Text preprocessing involves a series of tasks aimed at cleaning, transforming, and organizing text data to prepare it for analysis or natural language processing tasks. It helps in improving the quality of the input data and facilitates better performance of machine learning models or text-based algorithms.

In [None]:
text = "Apple is looking at buying U.K. startup for $1 billion."
print(text)

Apple is looking at buying U.K. startup for $1 billion.


In [None]:
lower_text = text.lower()
print(lower_text)

apple is looking at buying u.k. startup for $1 billion.

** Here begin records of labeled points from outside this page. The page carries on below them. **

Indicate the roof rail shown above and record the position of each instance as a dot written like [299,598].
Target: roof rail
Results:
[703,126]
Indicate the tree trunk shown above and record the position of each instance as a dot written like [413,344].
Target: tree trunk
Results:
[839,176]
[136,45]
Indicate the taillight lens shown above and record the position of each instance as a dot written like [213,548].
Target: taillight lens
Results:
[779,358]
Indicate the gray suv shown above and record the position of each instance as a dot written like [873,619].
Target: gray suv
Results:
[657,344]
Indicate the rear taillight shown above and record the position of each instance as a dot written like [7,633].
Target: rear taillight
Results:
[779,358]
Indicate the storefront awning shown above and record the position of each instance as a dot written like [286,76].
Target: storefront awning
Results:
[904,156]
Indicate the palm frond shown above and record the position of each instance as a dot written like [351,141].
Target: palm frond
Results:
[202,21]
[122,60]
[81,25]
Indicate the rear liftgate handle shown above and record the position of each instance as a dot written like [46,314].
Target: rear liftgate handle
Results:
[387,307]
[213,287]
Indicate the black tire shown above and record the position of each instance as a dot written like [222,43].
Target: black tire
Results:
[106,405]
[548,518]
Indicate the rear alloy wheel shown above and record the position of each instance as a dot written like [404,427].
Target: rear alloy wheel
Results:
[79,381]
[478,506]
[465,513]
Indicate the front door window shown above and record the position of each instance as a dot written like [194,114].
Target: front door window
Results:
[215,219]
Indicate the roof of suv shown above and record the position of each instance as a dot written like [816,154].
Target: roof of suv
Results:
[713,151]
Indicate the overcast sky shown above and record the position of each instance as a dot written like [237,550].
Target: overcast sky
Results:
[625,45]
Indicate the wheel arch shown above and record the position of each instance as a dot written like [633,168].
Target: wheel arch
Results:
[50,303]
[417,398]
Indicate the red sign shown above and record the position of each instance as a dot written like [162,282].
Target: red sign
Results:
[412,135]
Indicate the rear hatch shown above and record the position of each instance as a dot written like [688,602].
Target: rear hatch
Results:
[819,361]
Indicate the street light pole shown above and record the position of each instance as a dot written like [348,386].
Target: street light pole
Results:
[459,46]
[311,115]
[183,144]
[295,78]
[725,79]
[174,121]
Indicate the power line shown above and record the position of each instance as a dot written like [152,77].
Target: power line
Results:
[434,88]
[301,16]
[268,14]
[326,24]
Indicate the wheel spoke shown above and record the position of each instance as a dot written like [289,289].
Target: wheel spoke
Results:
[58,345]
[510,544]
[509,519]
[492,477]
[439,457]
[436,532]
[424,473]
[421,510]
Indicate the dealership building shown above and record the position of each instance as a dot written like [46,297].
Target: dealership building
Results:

### Tokens and tokenization

In computing and linguistics, "tokens" refer to the individual units that make up a larger body of text or data. Tokenization is the process of breaking down a stream of text into smaller units, which can be words, phrases, symbols, or other meaningful elements. These units, or tokens, serve as the fundamental building blocks for various natural language processing tasks, such as machine learning, text analysis, and linguistic analysis.

In natural language processing (NLP), tokenization involves splitting a piece of text into tokens, which can be individual words, subwords, characters, or even larger units like phrases or sentences. The tokens created through this process are used as inputs for tasks like text classification, language modeling, sentiment analysis, and more.

For instance, consider the sentence: "The quick brown fox jumps over the lazy dog." Tokenizing this sentence might result in tokens like: ["The", "quick", "brown", "fox", "jumps", "over", "the", "lazy", "dog", "."]. These tokens can then be used for further analysis or processing by an algorithm or system.

In [None]:
import spacy
nlp = spacy.load("en_core_web_sm")
doc = nlp(lower_text)

tokens = []
for token in doc:
    tokens.append(token.text)
print(tokens)

['apple', 'is', 'looking', 'at', 'buying', 'u.k', '.', 'startup', 'for', '$', '1', 'billion', '.']


In [None]:
for token in doc:
  if not token.is_stop:
    print(token.text)

apple
looking
buying
u.k
.
startup
$
1
billion
.


In [None]:
for token in doc:
  if not token.is_punct:
    print(token.text)

In [None]:
import re

for token in doc:
  if not re.match('[^A-Za-z]+', token.text):
    print(token.text)

apple
is
looking
at
buying
u.k
startup
for
billion


In [None]:
filtered_tokens = []
for token in doc:
  if not (token.is_stop or token.is_punct or re.match('[^A-Za-z]+', token.text)):
    filtered_tokens.append(token.text)

print(filtered_tokens)

['apple', 'looking', 'buying', 'u.k', 'startup', 'billion']


## Lemmatization

Lemmatization is the process of reducing words to their base or canonical form, known as the lemma, considering their morphological analysis and the context in which they appear. The goal of lemmatization is to group together inflected forms of a word to analyze them as a single item, referred to as the lemma or dictionary form.

In [None]:
filtered_token_lemmas = []
for token in doc:
  if not (token.is_stop or token.is_punct or re.match('[^A-Za-z]+', token.text)):
    filtered_token_lemmas.append(token.lemma_)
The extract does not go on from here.